For anyone visiting Bhirkot, its remoteness might be reminiscent of Karnali, which is one of the most remote districts of the country. Altogether 35 houses located in Bhirkot collapsed in last year’s devastating earthquake. Though donor agencies had been providing some succour, the government has almost forgotten the village.
In the wake of the quake, a team of Oxfam, an international non-governmental organisation, took stock of the situation in the village and launched drinking water, sanitation and livelihood programmes.
The programmes were carried out in partnership with Development Project Service Centre Nepal and Lumanti-Support Group For Shelter. Lumanti Support Group had assisted in the construction of drinking water projects and latrines in the village in the aftermath of the quake.
According to Sushan Maharjan, a social mobiliser of Lumanti, the group had provided one hygiene kit each to all 35 households in Bhirkot.
“Besides distributing hygiene kits, we also conducted various programmes to promote safe drinking water, sanitation and hygiene in the village,” Maharjan informed, adding that the group also installed three water tanks with 1,000 litre capacity and some 2,000-metre-long water pipe to supply drinking water to the quake-affected village.
According to Maharjan, Bhirkot has also been declared an open defecation free zone after the villagers built latrines in all households. “As for latrine construction, we helped some 692 households in Nagarjun Municipality,” he said, adding that each household was provided with the financial help of up to Rs 5,000 in cash.

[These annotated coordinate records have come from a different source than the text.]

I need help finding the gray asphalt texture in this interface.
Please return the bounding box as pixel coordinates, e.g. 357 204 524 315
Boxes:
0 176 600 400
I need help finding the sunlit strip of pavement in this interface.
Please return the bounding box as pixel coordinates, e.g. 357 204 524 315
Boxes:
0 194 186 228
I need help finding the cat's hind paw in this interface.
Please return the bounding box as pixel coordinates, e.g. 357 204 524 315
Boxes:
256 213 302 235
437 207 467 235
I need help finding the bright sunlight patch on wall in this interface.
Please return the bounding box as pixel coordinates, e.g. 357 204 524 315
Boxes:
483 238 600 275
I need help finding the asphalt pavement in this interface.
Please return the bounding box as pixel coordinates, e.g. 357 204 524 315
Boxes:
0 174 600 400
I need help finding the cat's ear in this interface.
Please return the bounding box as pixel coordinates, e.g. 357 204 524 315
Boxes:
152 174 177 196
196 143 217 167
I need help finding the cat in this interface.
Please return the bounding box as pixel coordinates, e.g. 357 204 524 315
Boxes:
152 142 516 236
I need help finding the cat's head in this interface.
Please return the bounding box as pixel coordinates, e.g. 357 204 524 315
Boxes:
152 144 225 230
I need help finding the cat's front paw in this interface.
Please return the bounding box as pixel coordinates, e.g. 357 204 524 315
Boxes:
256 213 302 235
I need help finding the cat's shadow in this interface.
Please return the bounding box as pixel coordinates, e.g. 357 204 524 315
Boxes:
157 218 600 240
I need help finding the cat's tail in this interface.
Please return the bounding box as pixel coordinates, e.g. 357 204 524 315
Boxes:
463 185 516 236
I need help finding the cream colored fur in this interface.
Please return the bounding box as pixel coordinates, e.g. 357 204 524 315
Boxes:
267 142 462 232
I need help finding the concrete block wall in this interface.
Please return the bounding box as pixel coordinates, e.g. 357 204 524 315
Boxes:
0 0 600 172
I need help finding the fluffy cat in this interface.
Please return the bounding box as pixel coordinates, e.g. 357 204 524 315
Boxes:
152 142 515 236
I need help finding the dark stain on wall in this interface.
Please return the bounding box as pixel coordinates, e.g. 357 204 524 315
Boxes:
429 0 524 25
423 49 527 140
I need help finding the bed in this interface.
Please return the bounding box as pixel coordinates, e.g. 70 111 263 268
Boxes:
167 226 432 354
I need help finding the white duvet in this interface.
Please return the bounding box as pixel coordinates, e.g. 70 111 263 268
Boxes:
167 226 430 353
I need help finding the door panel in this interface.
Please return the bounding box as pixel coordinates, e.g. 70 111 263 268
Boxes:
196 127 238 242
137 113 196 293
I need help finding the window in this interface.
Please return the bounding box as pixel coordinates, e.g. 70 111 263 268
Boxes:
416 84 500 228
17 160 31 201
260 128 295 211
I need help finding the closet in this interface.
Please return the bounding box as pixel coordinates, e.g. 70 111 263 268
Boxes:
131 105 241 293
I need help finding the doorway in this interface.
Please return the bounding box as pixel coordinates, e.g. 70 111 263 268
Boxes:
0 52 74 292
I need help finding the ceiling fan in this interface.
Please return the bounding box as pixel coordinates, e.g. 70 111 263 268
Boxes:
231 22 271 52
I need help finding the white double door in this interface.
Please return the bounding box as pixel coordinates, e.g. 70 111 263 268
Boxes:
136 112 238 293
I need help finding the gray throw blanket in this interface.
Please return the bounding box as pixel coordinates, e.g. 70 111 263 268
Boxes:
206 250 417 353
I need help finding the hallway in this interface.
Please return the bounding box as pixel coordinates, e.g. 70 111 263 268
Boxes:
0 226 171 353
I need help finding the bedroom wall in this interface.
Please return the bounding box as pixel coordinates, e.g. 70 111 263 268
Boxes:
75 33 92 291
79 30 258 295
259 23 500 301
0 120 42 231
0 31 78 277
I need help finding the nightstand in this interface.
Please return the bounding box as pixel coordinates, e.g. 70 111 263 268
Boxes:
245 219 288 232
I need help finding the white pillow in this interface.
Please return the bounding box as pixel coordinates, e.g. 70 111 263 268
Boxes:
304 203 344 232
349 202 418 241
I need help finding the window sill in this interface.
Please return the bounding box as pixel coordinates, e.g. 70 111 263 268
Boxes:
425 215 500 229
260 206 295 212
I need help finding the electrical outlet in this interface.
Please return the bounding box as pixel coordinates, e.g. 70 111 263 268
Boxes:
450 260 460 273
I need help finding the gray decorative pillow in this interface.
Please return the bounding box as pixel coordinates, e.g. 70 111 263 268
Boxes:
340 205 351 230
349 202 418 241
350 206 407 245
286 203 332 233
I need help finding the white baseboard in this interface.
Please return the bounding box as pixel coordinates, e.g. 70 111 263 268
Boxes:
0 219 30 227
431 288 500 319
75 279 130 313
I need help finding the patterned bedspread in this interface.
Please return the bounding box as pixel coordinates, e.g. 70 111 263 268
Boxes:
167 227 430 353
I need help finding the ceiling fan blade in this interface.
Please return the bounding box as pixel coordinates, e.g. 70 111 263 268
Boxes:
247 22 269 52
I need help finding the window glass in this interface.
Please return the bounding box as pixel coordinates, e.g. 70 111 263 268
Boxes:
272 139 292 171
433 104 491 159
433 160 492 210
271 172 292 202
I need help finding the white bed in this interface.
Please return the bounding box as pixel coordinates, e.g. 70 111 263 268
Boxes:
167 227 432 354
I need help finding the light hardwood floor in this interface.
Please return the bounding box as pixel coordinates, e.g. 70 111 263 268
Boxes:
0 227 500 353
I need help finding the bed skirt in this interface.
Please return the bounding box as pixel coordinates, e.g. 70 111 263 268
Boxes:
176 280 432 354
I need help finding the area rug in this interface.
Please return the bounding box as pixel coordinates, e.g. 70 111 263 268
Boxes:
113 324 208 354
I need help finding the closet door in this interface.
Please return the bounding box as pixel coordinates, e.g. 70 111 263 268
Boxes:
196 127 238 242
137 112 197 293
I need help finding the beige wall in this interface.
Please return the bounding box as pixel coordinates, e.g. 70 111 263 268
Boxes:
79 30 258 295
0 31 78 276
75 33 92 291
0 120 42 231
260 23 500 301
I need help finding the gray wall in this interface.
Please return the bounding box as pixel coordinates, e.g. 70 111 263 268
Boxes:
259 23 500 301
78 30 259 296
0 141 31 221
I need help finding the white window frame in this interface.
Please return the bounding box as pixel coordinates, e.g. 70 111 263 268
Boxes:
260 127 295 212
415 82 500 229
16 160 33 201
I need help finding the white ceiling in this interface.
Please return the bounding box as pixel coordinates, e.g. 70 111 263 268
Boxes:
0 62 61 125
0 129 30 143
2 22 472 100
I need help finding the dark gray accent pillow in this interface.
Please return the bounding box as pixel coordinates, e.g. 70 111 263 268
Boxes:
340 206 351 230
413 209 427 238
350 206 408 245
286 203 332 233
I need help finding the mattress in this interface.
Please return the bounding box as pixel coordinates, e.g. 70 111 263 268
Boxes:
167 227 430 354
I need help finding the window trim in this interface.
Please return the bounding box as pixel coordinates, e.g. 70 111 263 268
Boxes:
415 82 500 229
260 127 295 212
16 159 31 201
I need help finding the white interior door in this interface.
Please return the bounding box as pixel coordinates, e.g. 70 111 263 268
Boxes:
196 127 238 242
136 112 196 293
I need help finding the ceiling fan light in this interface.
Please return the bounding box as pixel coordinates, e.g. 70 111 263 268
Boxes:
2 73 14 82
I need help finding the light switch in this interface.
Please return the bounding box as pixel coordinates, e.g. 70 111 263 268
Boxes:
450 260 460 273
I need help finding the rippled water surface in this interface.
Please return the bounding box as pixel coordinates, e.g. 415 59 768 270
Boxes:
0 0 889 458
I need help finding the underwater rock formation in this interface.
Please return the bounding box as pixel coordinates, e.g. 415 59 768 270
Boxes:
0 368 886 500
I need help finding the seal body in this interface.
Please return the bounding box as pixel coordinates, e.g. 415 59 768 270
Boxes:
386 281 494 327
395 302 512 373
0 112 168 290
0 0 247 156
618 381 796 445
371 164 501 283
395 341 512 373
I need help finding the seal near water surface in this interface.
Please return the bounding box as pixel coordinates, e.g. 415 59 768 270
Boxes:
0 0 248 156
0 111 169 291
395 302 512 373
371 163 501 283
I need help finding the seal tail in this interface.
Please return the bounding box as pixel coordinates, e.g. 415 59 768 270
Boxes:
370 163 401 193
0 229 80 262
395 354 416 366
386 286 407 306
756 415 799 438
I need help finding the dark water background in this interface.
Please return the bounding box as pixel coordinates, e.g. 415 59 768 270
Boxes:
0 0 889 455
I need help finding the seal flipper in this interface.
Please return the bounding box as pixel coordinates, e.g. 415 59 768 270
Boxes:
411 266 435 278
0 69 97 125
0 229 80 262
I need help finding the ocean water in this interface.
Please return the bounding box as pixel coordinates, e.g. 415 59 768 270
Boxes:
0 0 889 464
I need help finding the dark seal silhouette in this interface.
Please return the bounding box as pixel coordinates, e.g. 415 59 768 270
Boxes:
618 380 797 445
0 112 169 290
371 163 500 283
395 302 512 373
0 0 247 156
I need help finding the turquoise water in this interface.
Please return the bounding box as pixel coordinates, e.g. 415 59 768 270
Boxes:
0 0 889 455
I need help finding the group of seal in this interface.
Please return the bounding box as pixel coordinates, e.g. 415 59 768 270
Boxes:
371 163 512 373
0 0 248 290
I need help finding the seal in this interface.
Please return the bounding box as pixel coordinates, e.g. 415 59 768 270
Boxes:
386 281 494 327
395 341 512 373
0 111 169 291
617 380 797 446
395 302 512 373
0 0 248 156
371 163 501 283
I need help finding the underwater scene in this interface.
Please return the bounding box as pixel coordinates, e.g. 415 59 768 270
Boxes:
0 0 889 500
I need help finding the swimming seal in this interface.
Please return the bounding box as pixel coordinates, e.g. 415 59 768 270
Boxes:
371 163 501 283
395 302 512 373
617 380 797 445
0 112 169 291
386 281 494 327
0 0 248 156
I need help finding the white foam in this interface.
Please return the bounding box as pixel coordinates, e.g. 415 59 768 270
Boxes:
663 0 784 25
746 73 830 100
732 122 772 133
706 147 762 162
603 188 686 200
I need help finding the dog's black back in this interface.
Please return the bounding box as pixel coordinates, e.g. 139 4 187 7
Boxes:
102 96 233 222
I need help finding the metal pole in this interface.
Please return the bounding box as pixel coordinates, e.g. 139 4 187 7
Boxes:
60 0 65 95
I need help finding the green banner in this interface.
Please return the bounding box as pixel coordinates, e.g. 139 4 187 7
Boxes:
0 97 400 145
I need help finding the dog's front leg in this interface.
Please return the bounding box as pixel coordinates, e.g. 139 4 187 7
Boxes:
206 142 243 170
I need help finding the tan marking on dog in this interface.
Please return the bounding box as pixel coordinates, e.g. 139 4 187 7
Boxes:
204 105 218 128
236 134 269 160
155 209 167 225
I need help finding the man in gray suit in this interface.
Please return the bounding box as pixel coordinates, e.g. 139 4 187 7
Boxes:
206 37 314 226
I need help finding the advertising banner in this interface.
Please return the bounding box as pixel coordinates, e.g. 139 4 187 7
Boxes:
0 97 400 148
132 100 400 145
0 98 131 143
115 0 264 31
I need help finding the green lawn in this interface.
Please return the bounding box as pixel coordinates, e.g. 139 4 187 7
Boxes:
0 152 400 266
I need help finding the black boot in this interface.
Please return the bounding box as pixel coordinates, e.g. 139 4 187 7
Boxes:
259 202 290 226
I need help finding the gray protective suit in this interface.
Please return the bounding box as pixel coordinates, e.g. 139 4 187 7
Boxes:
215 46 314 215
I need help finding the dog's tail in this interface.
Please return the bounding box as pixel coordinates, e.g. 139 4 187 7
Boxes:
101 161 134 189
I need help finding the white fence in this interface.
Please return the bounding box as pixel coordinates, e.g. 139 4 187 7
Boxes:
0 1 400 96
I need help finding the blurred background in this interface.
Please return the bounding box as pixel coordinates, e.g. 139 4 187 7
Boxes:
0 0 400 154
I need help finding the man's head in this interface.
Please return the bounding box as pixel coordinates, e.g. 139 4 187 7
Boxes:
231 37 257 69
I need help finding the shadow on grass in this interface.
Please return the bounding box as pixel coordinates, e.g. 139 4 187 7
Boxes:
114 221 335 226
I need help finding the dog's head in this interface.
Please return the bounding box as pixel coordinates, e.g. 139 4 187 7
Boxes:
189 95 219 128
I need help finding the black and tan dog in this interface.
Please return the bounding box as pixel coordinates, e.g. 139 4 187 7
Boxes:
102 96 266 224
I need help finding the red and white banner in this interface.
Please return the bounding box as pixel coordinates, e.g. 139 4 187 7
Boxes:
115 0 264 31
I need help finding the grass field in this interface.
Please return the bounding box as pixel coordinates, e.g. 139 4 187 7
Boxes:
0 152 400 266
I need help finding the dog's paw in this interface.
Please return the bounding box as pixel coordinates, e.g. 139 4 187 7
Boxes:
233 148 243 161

Similarly, DEPROSC Nepal helped repair 1.8 km road from Darshankhola to the village that was damaged by the tremor. As per ‘cash for work’ programme, the organisation paid Rs 8,625 to each of 70 locals who worked for 15 days to repair the road.
A local, Krishnaman Syangtan, appreciated the help lent by the donor agencies. “At a time when the state has been oblivious to our plight, donor agencies have come to our aid and it is praiseworthy,” he said, particularly ruing the apathy of concerned authorities towards their plight.
“At least if the road was better, farmers wouldn’t have faced difficulties in taking their produce to the market,” he said, adding, “I’ve heard that the municipality has pledged Rs 5 lakh for road repair, but such a meagre sum is not enough,” he said, seeking government help for a permanent solution to the drinking water woes in the village.